Meta: social influence bias and the karma system
Given LW’s keen interest in bias, it would seem pertinent to be aware of the biases engendered by the karma system. Note: I used to be strictly opposed to comment scoring mechanisms, but witnessing the general effectiveness in which LWers use karma has largely redeemed the system for me.
In “Social Influence Bias: A Randomized Experiment” by Muchnik et al, random comments on a “social news aggregation Web site” were up-voted after being posted. The likelihood of such rigged comments receiving additional up-votes were quantified in comparison to a control group. The results show that users were significantly biased towards the randomly up-voted posts:
The up-vote treatment significantly increased the probability of up-voting by the first viewer by 32% over the control group … Uptreated comments were not down-voted significantly more or less frequently than the control group, so users did not tend to correct the upward manipulation. In the absence of a correction, positive herding accumulated over time.
At the end of their five month testing period, the comments that had artificially received an up-vote had an average rating 25% higher than the control group. Interestingly, the severity of the bias was largely dependent on the topic of discussion:
We found significant positive herding effects for comment ratings in “politics,” “culture and society,” and “business,” but no detectable herding behavior for comments in “economics,” “IT,” “fun,” and “general news”.

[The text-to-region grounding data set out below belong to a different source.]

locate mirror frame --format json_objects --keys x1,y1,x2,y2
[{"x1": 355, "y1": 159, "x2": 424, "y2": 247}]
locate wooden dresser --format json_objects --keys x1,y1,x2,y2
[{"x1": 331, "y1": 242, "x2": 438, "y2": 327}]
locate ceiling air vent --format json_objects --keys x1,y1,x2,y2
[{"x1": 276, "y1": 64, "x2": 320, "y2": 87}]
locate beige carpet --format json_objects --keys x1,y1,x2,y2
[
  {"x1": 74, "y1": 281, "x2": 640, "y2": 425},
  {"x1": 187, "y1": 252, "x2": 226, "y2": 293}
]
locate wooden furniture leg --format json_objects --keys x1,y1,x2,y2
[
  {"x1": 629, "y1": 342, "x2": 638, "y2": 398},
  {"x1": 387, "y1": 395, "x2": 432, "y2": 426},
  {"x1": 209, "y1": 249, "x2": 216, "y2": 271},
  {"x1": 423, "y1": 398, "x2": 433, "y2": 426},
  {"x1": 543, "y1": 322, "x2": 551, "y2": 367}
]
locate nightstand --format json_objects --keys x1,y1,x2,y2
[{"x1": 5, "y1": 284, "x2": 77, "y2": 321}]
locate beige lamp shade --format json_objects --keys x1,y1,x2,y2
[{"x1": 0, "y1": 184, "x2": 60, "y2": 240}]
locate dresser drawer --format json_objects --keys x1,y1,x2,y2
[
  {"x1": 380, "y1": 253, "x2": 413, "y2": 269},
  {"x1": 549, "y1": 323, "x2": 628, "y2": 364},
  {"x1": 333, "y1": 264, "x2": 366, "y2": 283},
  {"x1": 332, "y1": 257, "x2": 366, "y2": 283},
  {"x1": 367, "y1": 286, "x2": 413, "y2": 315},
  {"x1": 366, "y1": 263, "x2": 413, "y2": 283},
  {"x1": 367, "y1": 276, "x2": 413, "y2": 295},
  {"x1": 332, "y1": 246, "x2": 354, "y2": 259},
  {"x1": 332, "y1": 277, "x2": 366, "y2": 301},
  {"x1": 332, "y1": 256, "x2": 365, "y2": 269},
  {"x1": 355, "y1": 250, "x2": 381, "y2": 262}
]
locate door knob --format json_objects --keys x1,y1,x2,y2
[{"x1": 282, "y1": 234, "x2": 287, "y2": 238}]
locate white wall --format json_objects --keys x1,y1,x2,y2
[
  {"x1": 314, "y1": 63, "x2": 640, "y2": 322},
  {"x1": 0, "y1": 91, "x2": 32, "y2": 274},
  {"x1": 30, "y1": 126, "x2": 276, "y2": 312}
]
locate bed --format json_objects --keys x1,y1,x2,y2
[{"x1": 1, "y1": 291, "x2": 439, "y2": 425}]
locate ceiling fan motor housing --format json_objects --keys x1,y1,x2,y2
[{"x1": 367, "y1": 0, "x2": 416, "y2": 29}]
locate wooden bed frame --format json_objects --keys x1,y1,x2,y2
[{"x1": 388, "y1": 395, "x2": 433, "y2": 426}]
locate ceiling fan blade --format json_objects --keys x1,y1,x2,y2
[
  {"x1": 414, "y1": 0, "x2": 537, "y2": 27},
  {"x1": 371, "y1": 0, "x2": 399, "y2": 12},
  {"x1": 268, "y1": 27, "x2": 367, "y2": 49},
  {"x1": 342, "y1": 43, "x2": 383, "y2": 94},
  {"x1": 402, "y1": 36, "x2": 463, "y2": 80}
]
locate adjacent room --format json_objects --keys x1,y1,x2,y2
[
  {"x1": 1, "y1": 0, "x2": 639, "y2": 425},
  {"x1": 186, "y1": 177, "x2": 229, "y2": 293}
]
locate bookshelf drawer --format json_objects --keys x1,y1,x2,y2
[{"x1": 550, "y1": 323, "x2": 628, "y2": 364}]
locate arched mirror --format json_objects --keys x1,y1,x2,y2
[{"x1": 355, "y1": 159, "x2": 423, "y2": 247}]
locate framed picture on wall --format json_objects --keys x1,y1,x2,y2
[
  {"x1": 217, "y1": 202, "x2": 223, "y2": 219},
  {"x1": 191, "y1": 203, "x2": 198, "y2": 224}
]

The herding behavior outlined in the paper seems rather intuitive to me. If before I read a post, I see a little green ‘1’ next to it, I’m probably going to read the post in a better light than if I hadn’t seen that little green ‘1’ next to it. Similarly, if I see a post that has a negative score, I’ll probably see flaws in it much more readily. One might say that this is the point of the rating system, as it allows the group as a whole to evaluate the content. However, I’m still unsettled by just how easily popular opinion was swayed in the experiment.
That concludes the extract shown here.